Gordon and his three children descend from [Nathaniel] Bates’ marriage to Hinepū, a Ngāi Tahu wahine born at Ōtākou.

The Malcolms descend from Nathaniel Bates, a whaler who came to New Zealand in 1838 and lived on Rakiura and later in Riverton. Bates was well-known as “Southland’s most prolific father” – he had at least 31 children to three wives before coming to an untimely end when he drowned in the Jacobs River Estuary. Gordon and his three children descend from Bates’ marriage to Hinepū, a Ngāi Tahu wahine born at Ōtākou.

Above: Olivia, Aleisha and Nicola at the Ōraka Aparima urupā.

On their recent haerenga to explore their tūrangawaewae, the whānau visited Rakiura, Riverton and the Catlins. While on Rakiura they were caught up in unseasonable weather in late September, and Gordon recalls the magical experience of walking along the golden sand beaches next to crystal blue water and falling snow.
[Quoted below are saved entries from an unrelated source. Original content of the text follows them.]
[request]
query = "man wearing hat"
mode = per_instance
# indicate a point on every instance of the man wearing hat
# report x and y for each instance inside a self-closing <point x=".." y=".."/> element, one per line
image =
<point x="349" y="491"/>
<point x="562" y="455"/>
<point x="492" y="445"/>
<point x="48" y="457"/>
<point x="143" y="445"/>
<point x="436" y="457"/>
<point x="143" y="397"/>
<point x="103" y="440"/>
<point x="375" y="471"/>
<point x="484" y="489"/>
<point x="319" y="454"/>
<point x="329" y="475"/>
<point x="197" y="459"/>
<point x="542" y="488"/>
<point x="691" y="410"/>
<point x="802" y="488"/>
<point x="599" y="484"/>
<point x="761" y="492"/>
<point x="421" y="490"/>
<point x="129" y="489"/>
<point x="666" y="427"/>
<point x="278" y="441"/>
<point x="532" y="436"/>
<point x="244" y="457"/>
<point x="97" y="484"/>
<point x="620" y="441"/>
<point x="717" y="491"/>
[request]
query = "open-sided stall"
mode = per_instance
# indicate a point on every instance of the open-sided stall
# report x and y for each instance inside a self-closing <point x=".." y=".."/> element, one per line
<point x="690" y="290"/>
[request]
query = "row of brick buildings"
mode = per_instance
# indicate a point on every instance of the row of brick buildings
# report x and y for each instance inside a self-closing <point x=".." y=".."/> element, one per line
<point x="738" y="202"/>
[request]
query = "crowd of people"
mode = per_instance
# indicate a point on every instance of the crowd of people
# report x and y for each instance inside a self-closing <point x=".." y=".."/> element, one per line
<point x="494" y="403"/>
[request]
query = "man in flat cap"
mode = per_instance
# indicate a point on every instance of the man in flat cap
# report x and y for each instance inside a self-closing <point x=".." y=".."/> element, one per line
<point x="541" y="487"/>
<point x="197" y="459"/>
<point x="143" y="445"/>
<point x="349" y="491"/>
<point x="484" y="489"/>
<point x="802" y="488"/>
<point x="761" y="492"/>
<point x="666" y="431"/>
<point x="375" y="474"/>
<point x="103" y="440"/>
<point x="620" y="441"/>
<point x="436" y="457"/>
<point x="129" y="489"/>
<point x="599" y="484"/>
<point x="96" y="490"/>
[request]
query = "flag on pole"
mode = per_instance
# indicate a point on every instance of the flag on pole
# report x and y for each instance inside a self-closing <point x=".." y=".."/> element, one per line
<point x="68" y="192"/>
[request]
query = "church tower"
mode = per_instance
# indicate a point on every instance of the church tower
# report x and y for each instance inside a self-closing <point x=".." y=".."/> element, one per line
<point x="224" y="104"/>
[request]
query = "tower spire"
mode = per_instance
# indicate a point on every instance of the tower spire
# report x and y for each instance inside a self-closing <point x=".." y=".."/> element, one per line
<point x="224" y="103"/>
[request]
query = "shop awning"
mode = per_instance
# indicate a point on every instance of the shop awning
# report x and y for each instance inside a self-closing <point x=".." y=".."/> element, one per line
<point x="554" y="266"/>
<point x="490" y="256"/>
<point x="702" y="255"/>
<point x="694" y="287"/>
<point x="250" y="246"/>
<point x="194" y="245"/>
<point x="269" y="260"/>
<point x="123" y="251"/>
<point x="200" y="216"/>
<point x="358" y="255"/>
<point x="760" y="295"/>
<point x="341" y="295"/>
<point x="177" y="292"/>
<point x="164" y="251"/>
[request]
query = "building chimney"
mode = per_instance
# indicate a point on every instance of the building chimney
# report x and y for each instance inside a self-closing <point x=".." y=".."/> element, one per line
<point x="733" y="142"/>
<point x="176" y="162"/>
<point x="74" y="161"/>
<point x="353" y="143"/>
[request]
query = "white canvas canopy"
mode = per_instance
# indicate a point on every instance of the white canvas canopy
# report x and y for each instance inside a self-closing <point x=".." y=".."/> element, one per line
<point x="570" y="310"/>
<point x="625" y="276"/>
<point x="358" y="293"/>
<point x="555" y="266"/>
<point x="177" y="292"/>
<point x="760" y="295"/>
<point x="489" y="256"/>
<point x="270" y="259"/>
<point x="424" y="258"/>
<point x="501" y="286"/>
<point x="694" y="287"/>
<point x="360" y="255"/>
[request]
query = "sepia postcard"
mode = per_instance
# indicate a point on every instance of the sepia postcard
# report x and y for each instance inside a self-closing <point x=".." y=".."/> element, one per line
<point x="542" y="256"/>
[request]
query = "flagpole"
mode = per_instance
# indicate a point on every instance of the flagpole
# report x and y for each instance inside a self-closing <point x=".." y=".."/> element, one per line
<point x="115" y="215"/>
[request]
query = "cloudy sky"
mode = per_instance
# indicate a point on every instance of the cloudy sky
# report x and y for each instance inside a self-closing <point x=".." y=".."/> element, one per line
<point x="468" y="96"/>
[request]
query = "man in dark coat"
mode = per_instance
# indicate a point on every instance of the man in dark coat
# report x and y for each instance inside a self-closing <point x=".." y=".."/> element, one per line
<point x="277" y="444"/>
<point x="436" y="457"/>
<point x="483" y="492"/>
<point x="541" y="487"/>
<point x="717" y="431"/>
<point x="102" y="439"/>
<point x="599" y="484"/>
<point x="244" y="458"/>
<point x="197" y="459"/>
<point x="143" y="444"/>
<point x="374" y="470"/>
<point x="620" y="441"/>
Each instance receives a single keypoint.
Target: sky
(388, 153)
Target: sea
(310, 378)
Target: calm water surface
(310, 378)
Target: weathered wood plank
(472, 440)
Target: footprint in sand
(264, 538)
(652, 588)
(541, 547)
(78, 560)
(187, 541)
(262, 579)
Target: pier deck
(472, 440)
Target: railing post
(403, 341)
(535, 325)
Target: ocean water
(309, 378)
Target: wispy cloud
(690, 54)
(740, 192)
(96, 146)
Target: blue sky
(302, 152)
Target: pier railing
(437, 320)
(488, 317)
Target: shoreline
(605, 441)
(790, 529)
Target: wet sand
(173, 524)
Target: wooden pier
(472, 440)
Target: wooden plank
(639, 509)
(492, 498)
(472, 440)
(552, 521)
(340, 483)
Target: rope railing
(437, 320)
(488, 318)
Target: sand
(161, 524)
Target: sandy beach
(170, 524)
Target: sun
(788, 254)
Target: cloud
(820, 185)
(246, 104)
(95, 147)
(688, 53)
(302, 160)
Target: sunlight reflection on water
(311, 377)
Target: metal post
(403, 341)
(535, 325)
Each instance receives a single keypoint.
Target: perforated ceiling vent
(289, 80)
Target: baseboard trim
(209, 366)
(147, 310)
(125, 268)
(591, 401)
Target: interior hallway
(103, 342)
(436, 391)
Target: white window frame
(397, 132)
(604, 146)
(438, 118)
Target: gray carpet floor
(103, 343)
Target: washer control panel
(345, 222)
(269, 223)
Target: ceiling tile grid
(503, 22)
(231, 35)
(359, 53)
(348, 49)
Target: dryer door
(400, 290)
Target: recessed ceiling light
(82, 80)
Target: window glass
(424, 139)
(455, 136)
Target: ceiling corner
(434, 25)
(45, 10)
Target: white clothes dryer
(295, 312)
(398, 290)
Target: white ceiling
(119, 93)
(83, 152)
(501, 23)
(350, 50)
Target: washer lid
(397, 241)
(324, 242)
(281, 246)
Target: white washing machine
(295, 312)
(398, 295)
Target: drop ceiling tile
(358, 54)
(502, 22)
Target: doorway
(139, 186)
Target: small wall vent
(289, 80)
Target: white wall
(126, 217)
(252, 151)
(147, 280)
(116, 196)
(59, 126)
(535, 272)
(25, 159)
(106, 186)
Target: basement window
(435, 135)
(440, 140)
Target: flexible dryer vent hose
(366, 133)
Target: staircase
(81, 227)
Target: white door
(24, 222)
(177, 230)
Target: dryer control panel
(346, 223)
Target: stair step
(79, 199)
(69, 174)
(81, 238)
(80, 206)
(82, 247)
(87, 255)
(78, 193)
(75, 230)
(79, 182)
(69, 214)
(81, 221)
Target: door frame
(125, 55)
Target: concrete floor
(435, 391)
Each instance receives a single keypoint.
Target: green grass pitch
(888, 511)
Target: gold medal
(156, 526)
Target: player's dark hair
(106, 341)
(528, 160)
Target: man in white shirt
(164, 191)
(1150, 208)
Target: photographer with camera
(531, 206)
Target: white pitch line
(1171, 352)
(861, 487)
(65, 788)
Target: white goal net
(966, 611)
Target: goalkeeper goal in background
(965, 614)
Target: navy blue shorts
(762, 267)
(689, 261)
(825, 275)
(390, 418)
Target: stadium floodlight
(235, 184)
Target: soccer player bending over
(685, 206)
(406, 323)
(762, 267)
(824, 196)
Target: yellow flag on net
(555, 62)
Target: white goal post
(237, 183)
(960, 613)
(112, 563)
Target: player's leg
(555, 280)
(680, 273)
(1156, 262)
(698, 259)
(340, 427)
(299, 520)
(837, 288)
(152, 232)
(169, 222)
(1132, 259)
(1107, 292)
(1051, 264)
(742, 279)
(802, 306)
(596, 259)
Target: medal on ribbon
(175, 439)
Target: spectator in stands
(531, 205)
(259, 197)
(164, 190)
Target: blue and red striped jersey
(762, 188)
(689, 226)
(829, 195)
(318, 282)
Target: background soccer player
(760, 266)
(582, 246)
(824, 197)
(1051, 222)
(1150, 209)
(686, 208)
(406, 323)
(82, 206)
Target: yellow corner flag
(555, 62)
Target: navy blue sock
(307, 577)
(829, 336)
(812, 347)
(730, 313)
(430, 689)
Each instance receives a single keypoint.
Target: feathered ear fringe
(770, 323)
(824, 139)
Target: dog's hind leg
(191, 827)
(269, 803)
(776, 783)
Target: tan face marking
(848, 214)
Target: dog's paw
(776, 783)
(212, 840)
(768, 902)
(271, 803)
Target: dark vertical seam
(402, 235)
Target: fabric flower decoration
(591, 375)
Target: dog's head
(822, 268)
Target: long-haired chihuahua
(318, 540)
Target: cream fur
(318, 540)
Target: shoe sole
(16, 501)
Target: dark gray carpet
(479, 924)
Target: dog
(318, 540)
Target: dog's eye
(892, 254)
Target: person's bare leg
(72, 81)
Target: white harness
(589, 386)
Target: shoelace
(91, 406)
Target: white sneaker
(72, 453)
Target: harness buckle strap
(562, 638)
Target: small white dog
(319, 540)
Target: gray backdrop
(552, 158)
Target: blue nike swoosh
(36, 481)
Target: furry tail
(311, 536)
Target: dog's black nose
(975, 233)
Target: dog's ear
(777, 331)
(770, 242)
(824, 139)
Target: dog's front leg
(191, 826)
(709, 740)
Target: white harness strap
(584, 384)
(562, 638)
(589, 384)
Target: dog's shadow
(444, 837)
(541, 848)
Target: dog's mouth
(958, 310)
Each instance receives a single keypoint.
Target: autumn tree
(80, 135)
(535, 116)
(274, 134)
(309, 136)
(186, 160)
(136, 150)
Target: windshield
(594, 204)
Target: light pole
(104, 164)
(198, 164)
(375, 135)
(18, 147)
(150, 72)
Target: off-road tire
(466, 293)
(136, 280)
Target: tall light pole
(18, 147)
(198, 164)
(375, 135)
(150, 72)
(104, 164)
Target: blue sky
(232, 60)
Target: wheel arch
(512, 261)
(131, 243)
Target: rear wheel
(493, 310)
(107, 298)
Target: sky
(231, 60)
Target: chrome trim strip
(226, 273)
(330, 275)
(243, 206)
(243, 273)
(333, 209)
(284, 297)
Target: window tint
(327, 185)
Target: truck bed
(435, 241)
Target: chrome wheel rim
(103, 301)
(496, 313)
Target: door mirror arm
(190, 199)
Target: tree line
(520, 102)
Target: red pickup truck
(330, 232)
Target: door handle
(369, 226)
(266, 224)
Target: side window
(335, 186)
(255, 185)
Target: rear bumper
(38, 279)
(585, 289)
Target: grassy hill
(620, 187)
It was when they reached Riverton that Gordon really began to the feel the pull of his ancestral ties. “Going into Riverton, it really felt like I’d been there before,” he said. “I was walking around and constantly thinking, ‘this all seems so familiar’ even though it was
my first time there.”

A highlight was their visit to Te Hīkoi Southern Journey museum, which features an extensive history of Nathaniel Bates and his descendants. They were even fortunate enough to come across a museum staff member who showed them the Bates family files, which included letters and artefacts not on public display.

It has been a welcome surprise for the Malcolm whānau to discover their Ngāi Tahu whakapapa, and to visit Murihiku for the first time. “I had always known that there were lots of missing pieces in our family puzzle,” says Gordon. “I knew there were some questions that needed to be answered.”

His only regret is that his grandmother passed away without knowing her own heritage, which has fuelled his determination to make sure the knowledge is passed on to future generations.

That knowledge has brought yet another dimension to their vibrant family story, building on the values Gordon and Sally have instilled in their three children and adding to the warmth and aroha that fills their home. “We’ve always been very family oriented,” says Olivia. “This is just another part of it.”